As I understand, you need to read the whole file once to count the number of values N, then to come back to the beginning of the file to read the values ? If yes you have two options:
close the file after the first pass and reopen it
use the rewind statement
Another option is to overallocate the arrays.
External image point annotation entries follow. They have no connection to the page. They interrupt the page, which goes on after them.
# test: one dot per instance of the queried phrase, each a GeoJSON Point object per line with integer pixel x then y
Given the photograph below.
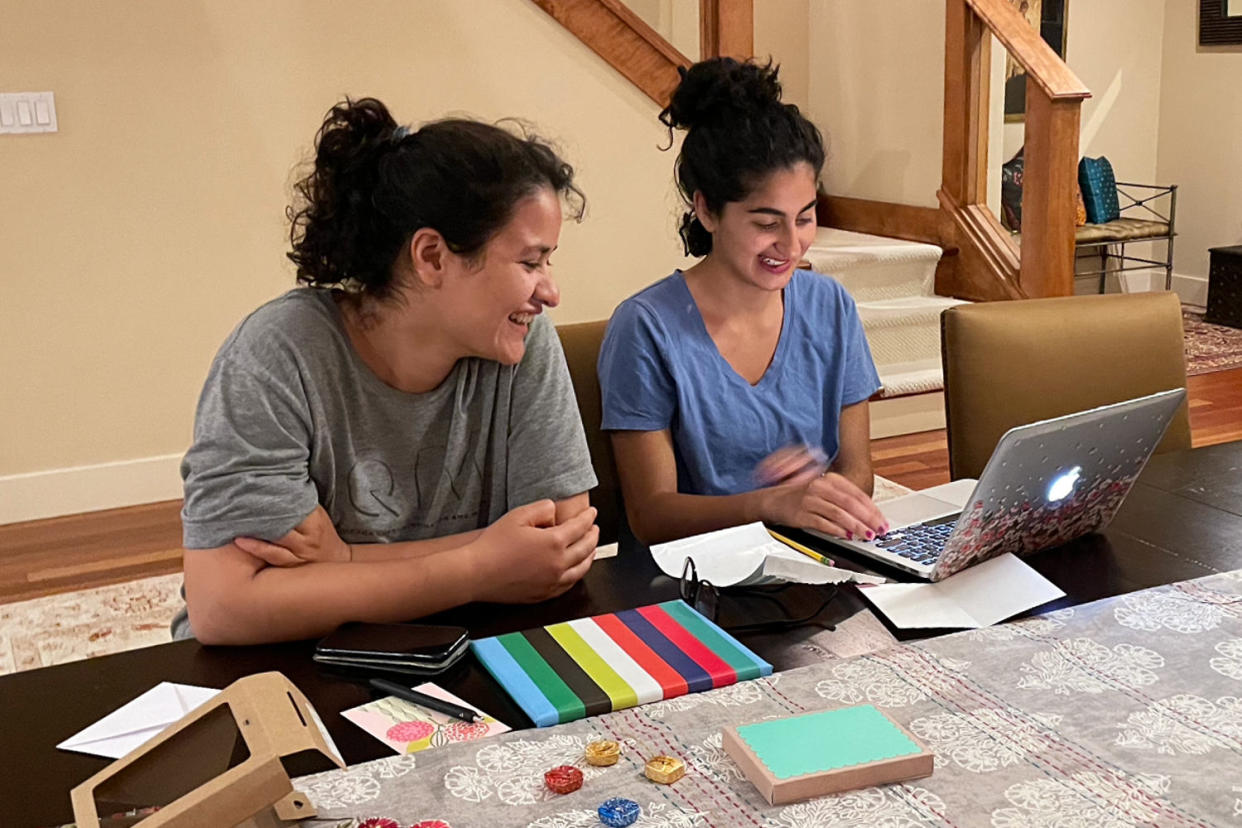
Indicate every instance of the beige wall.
{"type": "Point", "coordinates": [1114, 47]}
{"type": "Point", "coordinates": [877, 92]}
{"type": "Point", "coordinates": [783, 32]}
{"type": "Point", "coordinates": [133, 240]}
{"type": "Point", "coordinates": [1200, 148]}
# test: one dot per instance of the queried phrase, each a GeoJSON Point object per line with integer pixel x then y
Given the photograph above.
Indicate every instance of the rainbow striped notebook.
{"type": "Point", "coordinates": [591, 666]}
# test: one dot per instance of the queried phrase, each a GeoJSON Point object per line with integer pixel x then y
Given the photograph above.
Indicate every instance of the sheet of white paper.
{"type": "Point", "coordinates": [137, 721]}
{"type": "Point", "coordinates": [747, 555]}
{"type": "Point", "coordinates": [980, 596]}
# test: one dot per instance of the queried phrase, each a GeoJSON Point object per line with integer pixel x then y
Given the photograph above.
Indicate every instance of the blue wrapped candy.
{"type": "Point", "coordinates": [619, 812]}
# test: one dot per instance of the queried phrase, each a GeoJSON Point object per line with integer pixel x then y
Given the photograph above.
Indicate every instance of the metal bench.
{"type": "Point", "coordinates": [1144, 219]}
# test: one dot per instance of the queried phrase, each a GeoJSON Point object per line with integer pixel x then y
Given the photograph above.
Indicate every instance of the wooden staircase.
{"type": "Point", "coordinates": [981, 261]}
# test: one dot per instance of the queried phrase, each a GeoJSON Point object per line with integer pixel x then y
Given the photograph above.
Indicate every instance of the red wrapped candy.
{"type": "Point", "coordinates": [564, 778]}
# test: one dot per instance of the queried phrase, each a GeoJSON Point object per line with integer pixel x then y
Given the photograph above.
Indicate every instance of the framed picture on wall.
{"type": "Point", "coordinates": [1047, 16]}
{"type": "Point", "coordinates": [1220, 22]}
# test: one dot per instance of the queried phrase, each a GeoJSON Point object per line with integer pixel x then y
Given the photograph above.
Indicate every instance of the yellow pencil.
{"type": "Point", "coordinates": [800, 548]}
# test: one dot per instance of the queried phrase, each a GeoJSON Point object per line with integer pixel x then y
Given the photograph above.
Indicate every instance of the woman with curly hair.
{"type": "Point", "coordinates": [399, 435]}
{"type": "Point", "coordinates": [737, 390]}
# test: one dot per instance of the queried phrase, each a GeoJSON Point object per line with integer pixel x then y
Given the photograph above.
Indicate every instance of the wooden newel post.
{"type": "Point", "coordinates": [727, 29]}
{"type": "Point", "coordinates": [1050, 184]}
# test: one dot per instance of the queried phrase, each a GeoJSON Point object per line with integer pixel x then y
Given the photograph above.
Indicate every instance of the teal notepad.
{"type": "Point", "coordinates": [825, 741]}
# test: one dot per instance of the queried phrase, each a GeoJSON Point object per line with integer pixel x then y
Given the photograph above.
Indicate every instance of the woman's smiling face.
{"type": "Point", "coordinates": [761, 238]}
{"type": "Point", "coordinates": [493, 298]}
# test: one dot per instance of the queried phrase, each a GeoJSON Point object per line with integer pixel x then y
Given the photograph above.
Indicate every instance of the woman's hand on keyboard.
{"type": "Point", "coordinates": [829, 503]}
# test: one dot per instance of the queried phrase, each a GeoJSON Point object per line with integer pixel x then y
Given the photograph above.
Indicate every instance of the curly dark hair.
{"type": "Point", "coordinates": [737, 132]}
{"type": "Point", "coordinates": [374, 184]}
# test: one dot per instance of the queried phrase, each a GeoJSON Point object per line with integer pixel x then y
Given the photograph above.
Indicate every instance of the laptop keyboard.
{"type": "Point", "coordinates": [919, 543]}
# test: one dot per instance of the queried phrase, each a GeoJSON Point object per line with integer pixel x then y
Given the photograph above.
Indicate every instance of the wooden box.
{"type": "Point", "coordinates": [816, 754]}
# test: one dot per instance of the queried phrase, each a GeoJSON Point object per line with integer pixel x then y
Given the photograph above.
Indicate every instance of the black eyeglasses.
{"type": "Point", "coordinates": [706, 597]}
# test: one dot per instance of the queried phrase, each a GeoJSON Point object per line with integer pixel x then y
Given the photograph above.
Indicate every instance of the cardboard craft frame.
{"type": "Point", "coordinates": [191, 770]}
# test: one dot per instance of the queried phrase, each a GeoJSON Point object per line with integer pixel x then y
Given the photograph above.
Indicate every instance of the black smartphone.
{"type": "Point", "coordinates": [432, 644]}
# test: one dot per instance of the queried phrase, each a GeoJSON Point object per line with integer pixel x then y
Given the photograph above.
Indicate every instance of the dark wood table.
{"type": "Point", "coordinates": [1183, 520]}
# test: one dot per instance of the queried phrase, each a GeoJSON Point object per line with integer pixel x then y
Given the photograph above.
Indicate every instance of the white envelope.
{"type": "Point", "coordinates": [139, 720]}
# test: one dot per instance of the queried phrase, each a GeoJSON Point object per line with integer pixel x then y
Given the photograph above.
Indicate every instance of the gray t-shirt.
{"type": "Point", "coordinates": [291, 417]}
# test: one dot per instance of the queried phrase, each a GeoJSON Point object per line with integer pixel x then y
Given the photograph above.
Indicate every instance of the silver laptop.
{"type": "Point", "coordinates": [1045, 484]}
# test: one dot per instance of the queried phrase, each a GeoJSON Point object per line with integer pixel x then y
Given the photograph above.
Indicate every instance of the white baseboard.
{"type": "Point", "coordinates": [90, 488]}
{"type": "Point", "coordinates": [907, 415]}
{"type": "Point", "coordinates": [1191, 289]}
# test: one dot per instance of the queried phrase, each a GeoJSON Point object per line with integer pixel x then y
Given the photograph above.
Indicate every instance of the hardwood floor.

If you can decide an upper bound Nmax, just allocate the arrays to Nmax elements, and at the end of reading the values reallocate them:
allocate( nodes_n1(Nmax), nodes_n2(Nmax), node_n3(Nmax) )
N = 0
read_loop_nodes: do
read (mesh_unit_file, '(A)',iostat=retcode) line
if ( (retcode/=iostat_end).and.(line(1:1)/="*")) then
N = N+1
read(line,*) nodes_n1(N), nodes_n2(N), nodes_n3(N)
else
...
end if
...
end do
nodes_n1 = nodes_n1(1:N)
nodes_n2 = nodes_n2(1:N)
nodes_n3 = nodes_n1(3:N)
Note that all commonly used systems todays use virtual memory: you can allocate very large amounts of memory, but it remains “virtual” as long as the elements are not accessed. A physical page is attributed in RAM only when an element of the page is first written. This means that you can allocate a 100GB array with a very large Nmax, and if you are writing only the first element it will occupy only 4kB of physical RAM (4kB being the size of a page).
The other possibility is creating a linked list to temporarily store the elements during the reading phase, but this is a bit cumbersome IMO.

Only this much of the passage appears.